È piuttosto comune nella letteratura tecnica italiana riferirsi a queste sorgenti come genlockate, mentre il segnale stesso è chiamato genlock.

Sincronizzazione[modifica | modifica sorgente]

Una pagina di menu di un sofisticato mixer video Snell & Wilcox Kahuna. Sono mostrati i vari segnali instradati sulle uscite e la relativa temporizzazione rispetto al segnale di genlock. Lo sfondo verde indica che il segnale è utilizzabile dal mixer in quanto entro la finestra di correzione accettabile.

Lo scopo della sincronizzazione, nelle applicazioni video e di audio digitale, è di assicurare la contemporaneità dei segnali durante le lavorazioni su di essi, per esempio durante uno stacco tra due segnali, una dissolvenza incrociata o l'inserzione di una chiave.

Quando i segnali entrano in un mixer video, infatti, le temporizzazioni orizzontali e verticali dei fotogrammi video devono essere coincidenti tra le diverse sorgenti, altrimenti l'immagine fuori sincronismo non verrà mostrata correttamente. A seconda del mixer, infatti, può succedere che l'immagine sia spostata di un certo numero di righe, che si muova continuamente o persino che il mixer stesso si rifiuti di commutarla sull'uscita. In ogni caso, la transizione non sarà corretta.

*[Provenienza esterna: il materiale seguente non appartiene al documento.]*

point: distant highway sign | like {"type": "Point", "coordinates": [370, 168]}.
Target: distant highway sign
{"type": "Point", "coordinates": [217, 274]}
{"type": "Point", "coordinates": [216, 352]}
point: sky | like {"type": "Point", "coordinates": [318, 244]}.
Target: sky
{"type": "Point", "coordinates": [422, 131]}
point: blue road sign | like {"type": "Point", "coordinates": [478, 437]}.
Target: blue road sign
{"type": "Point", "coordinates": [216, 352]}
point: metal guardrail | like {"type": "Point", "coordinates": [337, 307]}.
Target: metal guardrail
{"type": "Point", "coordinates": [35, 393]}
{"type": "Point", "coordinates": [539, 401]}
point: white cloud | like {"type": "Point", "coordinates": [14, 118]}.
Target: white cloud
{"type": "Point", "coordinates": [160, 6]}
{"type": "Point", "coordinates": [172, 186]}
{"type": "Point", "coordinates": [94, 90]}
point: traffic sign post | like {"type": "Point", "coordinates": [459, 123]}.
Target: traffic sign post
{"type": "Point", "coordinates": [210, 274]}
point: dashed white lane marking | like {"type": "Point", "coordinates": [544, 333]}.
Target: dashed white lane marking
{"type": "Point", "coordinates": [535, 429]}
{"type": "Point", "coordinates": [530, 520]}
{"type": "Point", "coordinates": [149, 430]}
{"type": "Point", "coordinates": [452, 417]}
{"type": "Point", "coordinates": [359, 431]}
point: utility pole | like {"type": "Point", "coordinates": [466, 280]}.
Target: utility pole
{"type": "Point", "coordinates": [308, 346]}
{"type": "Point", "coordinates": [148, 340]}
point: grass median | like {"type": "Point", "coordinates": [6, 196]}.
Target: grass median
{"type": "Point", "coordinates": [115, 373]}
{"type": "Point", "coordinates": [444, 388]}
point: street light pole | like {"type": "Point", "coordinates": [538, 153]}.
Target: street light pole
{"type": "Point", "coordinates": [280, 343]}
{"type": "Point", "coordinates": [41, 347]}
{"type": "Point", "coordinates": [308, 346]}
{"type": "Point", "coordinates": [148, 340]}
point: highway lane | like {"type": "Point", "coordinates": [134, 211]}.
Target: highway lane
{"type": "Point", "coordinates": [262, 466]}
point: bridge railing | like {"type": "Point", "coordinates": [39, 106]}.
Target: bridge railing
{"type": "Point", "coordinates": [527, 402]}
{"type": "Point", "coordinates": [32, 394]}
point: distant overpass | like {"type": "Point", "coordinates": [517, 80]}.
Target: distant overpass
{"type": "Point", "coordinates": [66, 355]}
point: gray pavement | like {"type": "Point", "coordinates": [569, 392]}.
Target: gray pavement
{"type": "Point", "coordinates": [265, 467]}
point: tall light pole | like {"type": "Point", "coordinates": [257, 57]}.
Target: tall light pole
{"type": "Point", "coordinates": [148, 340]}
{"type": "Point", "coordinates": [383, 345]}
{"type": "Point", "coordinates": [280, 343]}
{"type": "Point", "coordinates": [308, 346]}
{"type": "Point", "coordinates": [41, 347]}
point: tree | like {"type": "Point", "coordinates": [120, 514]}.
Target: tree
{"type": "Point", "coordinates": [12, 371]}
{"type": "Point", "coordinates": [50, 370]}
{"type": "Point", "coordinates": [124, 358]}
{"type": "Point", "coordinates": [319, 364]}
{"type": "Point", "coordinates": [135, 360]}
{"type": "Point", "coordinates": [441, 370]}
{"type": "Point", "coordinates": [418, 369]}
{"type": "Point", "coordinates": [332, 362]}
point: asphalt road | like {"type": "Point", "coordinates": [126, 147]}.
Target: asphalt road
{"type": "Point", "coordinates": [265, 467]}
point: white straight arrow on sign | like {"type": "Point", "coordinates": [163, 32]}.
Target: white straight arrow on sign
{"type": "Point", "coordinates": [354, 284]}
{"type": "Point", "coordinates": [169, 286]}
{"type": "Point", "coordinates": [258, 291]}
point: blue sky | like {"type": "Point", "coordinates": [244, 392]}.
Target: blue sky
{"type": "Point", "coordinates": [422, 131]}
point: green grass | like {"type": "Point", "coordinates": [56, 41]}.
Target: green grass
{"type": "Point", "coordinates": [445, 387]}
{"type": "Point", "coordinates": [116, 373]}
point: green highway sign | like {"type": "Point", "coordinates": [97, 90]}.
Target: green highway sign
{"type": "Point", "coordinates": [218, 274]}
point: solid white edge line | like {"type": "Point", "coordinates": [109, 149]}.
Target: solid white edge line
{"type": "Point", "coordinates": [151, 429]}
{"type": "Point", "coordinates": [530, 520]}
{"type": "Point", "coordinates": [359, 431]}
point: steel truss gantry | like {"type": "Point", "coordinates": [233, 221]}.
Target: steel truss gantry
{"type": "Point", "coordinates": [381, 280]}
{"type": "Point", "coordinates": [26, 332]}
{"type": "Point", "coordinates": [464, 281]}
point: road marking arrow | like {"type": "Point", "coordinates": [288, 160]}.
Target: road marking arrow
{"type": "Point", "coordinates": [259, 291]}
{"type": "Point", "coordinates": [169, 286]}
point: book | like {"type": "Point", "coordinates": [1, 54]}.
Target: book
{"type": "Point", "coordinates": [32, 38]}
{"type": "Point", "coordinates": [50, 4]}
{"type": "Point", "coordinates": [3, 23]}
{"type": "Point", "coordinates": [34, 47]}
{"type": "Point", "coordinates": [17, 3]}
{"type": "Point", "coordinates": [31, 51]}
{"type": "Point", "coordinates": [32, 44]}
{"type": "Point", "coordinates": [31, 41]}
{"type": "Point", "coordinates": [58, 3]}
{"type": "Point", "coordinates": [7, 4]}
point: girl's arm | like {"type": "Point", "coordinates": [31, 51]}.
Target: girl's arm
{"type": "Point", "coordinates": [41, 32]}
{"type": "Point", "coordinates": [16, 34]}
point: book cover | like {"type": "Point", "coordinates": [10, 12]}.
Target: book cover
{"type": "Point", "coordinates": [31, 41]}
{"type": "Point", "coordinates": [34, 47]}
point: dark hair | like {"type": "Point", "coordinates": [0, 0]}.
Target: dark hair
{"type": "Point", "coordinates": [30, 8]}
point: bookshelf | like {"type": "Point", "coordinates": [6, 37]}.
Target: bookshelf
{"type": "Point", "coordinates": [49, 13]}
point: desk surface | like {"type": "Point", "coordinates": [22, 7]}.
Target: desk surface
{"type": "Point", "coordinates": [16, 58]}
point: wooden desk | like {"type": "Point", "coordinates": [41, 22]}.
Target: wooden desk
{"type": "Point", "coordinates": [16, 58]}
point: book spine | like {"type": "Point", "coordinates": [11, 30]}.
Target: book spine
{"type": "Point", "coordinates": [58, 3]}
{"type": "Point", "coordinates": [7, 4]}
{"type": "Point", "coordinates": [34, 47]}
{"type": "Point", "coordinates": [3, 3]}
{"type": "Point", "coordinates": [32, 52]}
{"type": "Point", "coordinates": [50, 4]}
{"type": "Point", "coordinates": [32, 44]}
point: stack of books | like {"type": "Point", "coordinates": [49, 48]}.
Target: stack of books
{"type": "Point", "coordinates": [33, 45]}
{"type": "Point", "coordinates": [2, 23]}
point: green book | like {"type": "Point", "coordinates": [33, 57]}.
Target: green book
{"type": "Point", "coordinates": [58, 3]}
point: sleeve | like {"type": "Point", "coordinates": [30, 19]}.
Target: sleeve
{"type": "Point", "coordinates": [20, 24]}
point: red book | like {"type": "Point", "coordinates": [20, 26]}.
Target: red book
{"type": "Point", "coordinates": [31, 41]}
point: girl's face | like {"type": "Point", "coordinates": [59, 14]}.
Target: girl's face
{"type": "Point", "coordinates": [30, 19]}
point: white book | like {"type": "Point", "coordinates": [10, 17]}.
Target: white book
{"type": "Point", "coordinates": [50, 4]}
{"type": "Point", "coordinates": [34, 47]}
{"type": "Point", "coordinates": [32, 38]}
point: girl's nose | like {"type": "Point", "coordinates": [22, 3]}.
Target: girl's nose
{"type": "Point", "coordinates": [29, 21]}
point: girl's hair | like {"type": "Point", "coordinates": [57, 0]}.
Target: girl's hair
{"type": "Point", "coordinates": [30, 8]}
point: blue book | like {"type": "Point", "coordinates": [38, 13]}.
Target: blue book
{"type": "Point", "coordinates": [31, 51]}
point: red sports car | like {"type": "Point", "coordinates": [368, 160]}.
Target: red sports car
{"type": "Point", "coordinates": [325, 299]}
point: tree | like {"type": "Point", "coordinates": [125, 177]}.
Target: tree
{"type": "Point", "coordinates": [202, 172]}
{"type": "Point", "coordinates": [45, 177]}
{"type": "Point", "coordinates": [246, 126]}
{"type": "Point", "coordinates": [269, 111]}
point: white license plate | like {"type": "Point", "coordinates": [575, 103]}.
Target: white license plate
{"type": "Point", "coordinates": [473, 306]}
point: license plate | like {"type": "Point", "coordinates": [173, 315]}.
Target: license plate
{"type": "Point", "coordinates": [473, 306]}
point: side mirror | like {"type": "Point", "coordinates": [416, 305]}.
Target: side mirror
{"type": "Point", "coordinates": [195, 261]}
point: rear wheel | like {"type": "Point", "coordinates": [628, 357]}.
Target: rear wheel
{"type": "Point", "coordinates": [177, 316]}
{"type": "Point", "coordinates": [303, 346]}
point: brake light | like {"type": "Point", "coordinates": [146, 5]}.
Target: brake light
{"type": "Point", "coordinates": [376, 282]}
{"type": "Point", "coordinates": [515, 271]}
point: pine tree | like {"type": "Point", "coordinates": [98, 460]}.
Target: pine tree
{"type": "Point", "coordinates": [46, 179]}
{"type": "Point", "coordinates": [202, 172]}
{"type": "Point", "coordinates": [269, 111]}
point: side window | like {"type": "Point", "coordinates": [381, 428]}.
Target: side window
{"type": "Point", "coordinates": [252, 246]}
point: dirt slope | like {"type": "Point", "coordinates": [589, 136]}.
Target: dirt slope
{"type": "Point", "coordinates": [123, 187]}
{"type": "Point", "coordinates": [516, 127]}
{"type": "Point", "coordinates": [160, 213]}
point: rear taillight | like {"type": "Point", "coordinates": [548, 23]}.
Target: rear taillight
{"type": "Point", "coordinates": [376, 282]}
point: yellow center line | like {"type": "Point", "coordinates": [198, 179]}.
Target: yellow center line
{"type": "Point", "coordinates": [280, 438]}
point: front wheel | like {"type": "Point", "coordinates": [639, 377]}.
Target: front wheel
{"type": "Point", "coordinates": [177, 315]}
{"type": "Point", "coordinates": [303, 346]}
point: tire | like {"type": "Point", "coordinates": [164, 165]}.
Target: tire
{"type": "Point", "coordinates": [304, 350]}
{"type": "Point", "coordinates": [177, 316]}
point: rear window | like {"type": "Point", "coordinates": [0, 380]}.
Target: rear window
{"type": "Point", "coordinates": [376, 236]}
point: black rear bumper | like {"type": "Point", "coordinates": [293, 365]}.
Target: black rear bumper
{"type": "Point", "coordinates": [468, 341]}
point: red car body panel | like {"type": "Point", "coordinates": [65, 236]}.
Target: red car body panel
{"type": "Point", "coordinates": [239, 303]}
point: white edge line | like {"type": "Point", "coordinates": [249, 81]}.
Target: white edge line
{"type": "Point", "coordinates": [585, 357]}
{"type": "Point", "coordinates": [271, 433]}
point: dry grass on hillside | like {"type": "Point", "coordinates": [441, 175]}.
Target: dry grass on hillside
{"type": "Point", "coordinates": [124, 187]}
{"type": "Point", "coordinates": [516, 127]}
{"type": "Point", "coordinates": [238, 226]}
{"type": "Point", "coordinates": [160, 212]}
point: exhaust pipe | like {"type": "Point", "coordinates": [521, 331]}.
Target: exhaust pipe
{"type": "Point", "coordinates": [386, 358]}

I segnali che entrano in una matrice video di solito non devono necessariamente essere sincroni, anche se in questo caso la commutazione tra un segnale e l'altro non sarà netta, ma da un segnale all'altro ci sarà un salto avvertibile.

Se le sorgenti video sono composite e vanno sincronizzate a un mixer video, è necessario che coincidano anche le fasi orizzontale e della sottoportante colore, altrimenti ci saranno delle alterazioni relative al posizionamento e ai colori della sorgente sfasata. In un mixer digitale con ingressi SDI, i sincronismi orizzontali sono ricostruiti con i pacchetti SAV/EAV di ogni segnale, e un segnale non sincronizzato apparirà spostato verticalmente di un numero di righe fisso, a seconda del ritardo rispetto al sincronismo del mixer.

Negli impianti televisivi, un segnale di genlock consiste di solito di impulsi di sincronizzazione orizzontali e verticali combinati con un riferimento di crominanza chiamato Burst. Non è presente invece nessun segnale video attivo per evitare interferenze. Questo segnale è chiamato di solito reference oppure black and burst (BB). Al suo posto, si può usare anche un comune segnale video composito, anche se c'è il rischio che segnali fuori norma possano interferire con il sincronismo.

Praticamente qualunque apparecchiatura che generi segnali video può essere utilizzata come sorgente per il genlock, ma di solito si usa un generatore dedicato, molto stabile, detto Sync Pulse Generator o SPG, che a sua volta può essere agganciato da un segnale esterno se necessario. In un'installazione tipica, ci sono spesso due SPG con un commutatore automatico (detto changeover), che generano, oltre al BB di riferimento, anche tutta una serie di segnali di test, come le barre colore.

Tutte le telecamere da studio e di classe broadcast, così come le altre apparecchiature usate nella produzione, sono dotate di connettori dedicati (BNC) per il segnale di riferimento. Se la telecamera è collegata alla sua unità di controllo (CCU) tramite un cavo triassiale, il genlock è dato alla CCU che a sua volta aggancia la camera tramite il canale dati modulato nel cavo.

Alta definizione[modifica | modifica sorgente]

La maggior parte delle apparecchiature per l'alta definizione è in grado di agganciarsi a un segnale BB standard, ma si va man mano diffondendo l'uso di impulsi a tre livelli correlati direttamente al numero di linee e fotogrammi per secondo per i sistemi HD.

Un segnale di sincronismo tri-level varia da uno zero iniziale a valori negativi e positivi tipicamente di +/- 300 mV. La frequenza di riga di questo segnale corrisponde al formato scelto per l'alta definizione. È possibile aggiungere all'impianto un generatore di sincronismi tri-level a sua volta agganciato al generatore standard. Gli SPG moderni dispongono spesso di più uscite separate, ognuna configurabile con tipi di segnale e ritardi diversi.

Il segnale tri-level va configurato in modo che l'inizio della prima linea del segnale HD corrisponda con l'inizio della quarta linea del segnale SD.

Bibliografia[modifica | modifica sorgente]

  • Carlo Solarino, Per fare televisione, Vertical 1995
  • [1] System Timing in a mixed SD/HD facility

Collegamenti esterni[modifica | modifica sorgente]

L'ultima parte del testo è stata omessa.